The vast majority of the roughly 70 riot defendants sentenced thus far pleaded guilty to misdemeanor offenses to which the sentencing guidelines don’t apply at all. A handful have gotten probation, while others received sentences of 30 or 60 days behind bars.

The most serious sentence handed down thus far is the five-year-three-month prison term for Florida resident Robert Palmer, who admitted to battling with police at the Capitol by swinging a pole and throwing both a fire extinguisher and a wooden plank.

Although the plea agreement in Palmer’s case said prosecutors reserved the right to seek the terrorism enhancement, they did not mention the enhancement at his sentencing last month, nor did the judge raise it.

When another Florida man, Paul Hodgkins, was sentenced in July to eight months in prison for storming onto the Senate floor on Jan. 6 carrying a Trump flag, prosecutors minced no words about his actions.

“Jan. 6 was an act of domestic terrorism,” Assistant U.S. Attorney Mona Sedky said. “He was part and parcel of an act of domestic terrorism that was going on around him.”

Hodgkins’ defense attorney at the time, Patrick Leduc, warned against the use of such terms. “If we’re going to label this protest as domestic terrorism, then please consider this: Where do we draw that line?” he asked.

Despite Sedky’s strong words, prosecutors did not seek the sentencing enhancement for Hodgkins, the defense didn’t raise it and neither did the judge.

That’s likely because the assault and obstruction charges the defendants admitted to in those cases aren’t on the list of terrorism crimes Congress has identified.

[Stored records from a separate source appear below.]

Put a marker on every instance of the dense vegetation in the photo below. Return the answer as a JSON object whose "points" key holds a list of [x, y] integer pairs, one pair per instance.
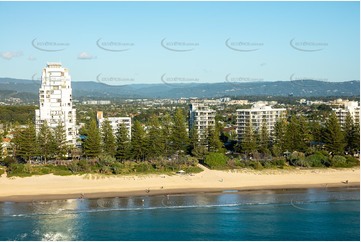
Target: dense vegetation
{"points": [[160, 142]]}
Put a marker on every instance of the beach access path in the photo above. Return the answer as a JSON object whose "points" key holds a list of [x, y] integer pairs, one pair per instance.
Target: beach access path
{"points": [[49, 187]]}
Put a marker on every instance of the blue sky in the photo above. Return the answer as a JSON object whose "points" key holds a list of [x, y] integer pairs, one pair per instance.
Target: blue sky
{"points": [[150, 42]]}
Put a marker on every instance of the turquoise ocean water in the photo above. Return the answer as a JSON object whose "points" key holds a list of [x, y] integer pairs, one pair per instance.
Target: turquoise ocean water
{"points": [[301, 214]]}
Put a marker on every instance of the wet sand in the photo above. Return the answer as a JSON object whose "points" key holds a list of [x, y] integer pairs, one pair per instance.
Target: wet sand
{"points": [[50, 187]]}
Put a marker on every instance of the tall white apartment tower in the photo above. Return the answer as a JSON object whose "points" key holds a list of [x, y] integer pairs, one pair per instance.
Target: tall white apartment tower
{"points": [[256, 115], [202, 118], [55, 101]]}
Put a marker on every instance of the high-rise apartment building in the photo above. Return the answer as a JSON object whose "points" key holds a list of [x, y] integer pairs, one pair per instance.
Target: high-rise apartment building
{"points": [[55, 101], [202, 118], [114, 122], [256, 115], [351, 107]]}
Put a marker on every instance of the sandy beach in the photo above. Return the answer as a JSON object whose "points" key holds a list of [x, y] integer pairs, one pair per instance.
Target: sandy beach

However, the terrorism enhancement provision is so expansive that it may cover even convictions on charges that are not on that already-long rundown of offenses.

Christopher Hasson, a Coast Guard officer and self-described white nationalist who lived in Silver Spring, Md., was arrested in 2019 after allegedly plotting to kill prominent Democratic politicians and media figures. He pleaded guilty later that year to a series of firearms and drug charges.

None of those charges are on the list of federal terrorism offenses, but U.S. District Court Judge George Hazel sentenced Hasson to more than 13 years in prison after applying the terrorism sentencing enhancement. Prosecutors argued for the enhancement (and a 25-year sentence), contending that the silencers and rifle scopes Hasson possessed were “intended to promote” a plot to kill members of Congress and two Supreme Court justices even though Hasson never pleaded guilty to such a plot.

Hasson is appealing his sentence to the Fourth U.S. Circuit Court of Appeals, noting that a congressional conference report on an antiterrorism law passed in 1996 described the enhancement as limited to “specifically listed” crimes of terrorism. The appeal was argued in March and the Richmond-based court has yet to rule.

Such ambiguities mean defense attorneys considering whether their clients should plead guilty in the Capitol riot have to also factor in the possibility that a judge could conclude that the terrorism guidelines apply even in a case where prosecutors don’t seek it.

Last month, at sentencing for a QAnon follower who admitted to weapons charges and threatening to kill Speaker Nancy Pelosi, prosecutors told U.S. District Court Judge Amy Berman Jackson that they initially believed sentencing guidelines called for an 18- to 24-month prison term for the defendant, Cleveland Meredith Jr.

However, Jackson calculated the range at 37 to 46 months. No one raised the terrorism enhancement, but the judge concluded that the sentencing rules called for a different sentence for cases involving a person targeted because of their official duties.

“The fact that the government didn’t point to this before is odd,” said Jackson, an appointee of President Barack Obama. Meredith’s lawyer complained bitterly about the decision and warned that it would “reverberate.”

The case shook out in the way experts say they often do, with the guidelines appearing to drive up the sentence even when judges conclude they’re a bit too harsh to adhere to.

Ultimately, Jackson gave Meredith a 28-month prison term, below the guidelines, but above what prosecutors and the defense initially asked for.